Alex stood where he was, breathing heavily.
He had noticed the nest of scorpions outside his cell the day he had arrived at Siwa Oasis. With no gadgets and no weapons, he had begun to formulate a plan long before Jack Starbright had tried to escape. He had stolen the cigarette pack at breakfast. He had concealed it in his cell. And he had been awake all night—the longest night of his life—hoping that a scorpion would reappear. The adult had climbed in through the windows a few hours after sunrise.

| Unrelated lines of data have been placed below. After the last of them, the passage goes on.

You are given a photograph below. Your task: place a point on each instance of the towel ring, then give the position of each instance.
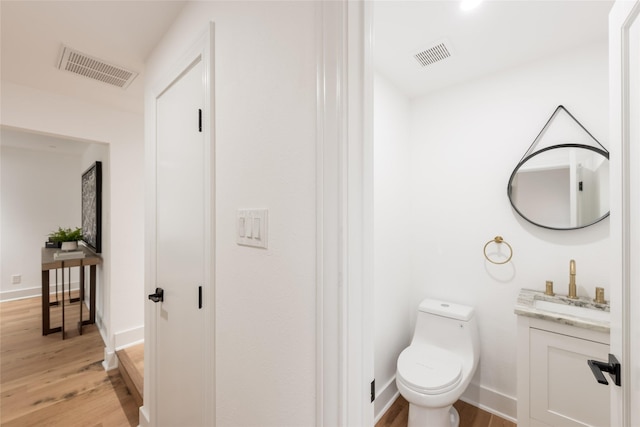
(498, 239)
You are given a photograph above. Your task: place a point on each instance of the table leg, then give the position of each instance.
(45, 302)
(92, 295)
(81, 322)
(62, 301)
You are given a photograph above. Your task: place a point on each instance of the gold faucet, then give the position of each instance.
(572, 280)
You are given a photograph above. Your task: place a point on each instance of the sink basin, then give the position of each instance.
(573, 310)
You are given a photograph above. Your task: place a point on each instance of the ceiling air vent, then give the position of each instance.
(80, 63)
(433, 54)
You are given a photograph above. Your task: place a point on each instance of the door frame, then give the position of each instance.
(203, 50)
(625, 283)
(344, 205)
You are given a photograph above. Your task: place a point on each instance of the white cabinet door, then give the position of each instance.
(563, 389)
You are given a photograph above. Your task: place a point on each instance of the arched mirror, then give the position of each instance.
(563, 186)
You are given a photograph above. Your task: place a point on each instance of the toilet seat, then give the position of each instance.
(429, 369)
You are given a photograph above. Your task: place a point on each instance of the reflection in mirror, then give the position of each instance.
(562, 187)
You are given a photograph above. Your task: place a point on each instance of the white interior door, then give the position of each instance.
(624, 74)
(180, 251)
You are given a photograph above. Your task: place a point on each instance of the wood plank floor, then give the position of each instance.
(470, 416)
(47, 381)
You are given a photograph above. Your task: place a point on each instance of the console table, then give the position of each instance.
(49, 262)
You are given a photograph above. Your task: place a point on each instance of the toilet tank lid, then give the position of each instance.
(446, 309)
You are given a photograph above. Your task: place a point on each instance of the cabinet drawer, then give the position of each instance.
(563, 390)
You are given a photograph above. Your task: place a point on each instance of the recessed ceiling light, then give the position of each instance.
(469, 4)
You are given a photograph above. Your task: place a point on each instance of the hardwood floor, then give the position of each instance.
(47, 381)
(470, 416)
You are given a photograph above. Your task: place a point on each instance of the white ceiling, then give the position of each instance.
(495, 36)
(119, 32)
(39, 142)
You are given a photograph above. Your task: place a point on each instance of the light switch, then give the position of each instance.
(256, 228)
(248, 226)
(252, 227)
(241, 220)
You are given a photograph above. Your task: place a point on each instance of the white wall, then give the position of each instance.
(47, 113)
(392, 231)
(265, 100)
(40, 192)
(466, 141)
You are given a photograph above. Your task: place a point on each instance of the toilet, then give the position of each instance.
(435, 370)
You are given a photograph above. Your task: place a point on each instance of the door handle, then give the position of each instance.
(158, 296)
(613, 368)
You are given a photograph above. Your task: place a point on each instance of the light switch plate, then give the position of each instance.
(251, 227)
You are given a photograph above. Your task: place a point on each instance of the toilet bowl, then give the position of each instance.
(434, 371)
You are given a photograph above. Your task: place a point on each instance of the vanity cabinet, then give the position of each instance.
(555, 385)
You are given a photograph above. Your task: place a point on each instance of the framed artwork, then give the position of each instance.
(92, 207)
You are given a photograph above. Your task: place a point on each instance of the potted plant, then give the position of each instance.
(66, 238)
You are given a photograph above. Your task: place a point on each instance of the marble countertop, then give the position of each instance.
(526, 306)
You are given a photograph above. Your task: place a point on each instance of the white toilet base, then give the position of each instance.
(419, 416)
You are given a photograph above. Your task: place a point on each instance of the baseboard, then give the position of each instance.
(110, 361)
(491, 401)
(128, 338)
(385, 398)
(32, 292)
(143, 416)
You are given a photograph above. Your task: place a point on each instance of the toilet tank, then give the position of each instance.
(447, 325)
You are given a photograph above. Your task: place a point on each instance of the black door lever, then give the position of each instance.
(158, 296)
(613, 368)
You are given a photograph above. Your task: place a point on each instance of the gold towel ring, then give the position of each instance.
(498, 239)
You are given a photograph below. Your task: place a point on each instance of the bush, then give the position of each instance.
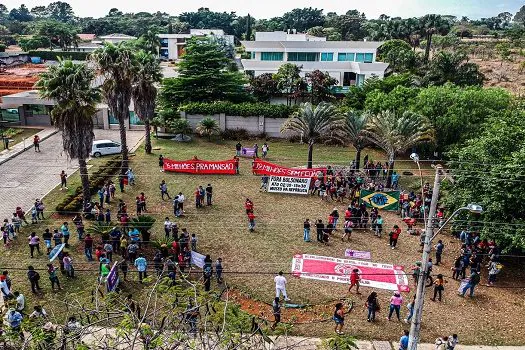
(54, 55)
(245, 109)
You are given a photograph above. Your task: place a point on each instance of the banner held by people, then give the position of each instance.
(287, 184)
(374, 275)
(261, 167)
(388, 200)
(197, 166)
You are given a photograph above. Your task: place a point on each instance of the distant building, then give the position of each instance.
(172, 45)
(349, 62)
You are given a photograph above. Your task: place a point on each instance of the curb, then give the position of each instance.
(26, 148)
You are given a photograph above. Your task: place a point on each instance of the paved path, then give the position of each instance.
(30, 175)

Alex had managed to trap it in the cigarette pack and had been keeping it in his pocket ever since.
He had slipped the cigarette pack into position as he entered the OBU, pretending to stumble. It had been there ever since.
Alex’s face had barely changed. His eyes were still far away. But now there was a pinprick of something there, deep inside them. Had Gunter been conscious or even alive, he might have described it as a spark of fury. Alex examined the gun. It was quite heavy in his hand, but he could see that it would be fairly simple to use, with an external hammer, no safety catch, and a detachable box magazine in the handle holding eight bullets. It was fully loaded. Alex slipped it into the waistband of his trousers. He was going to need it.
There was a round of applause and Alex glanced at the screens. The American secretary of state was walking onto the stage. The audience had risen to its feet. Alex took one last look at Gunter.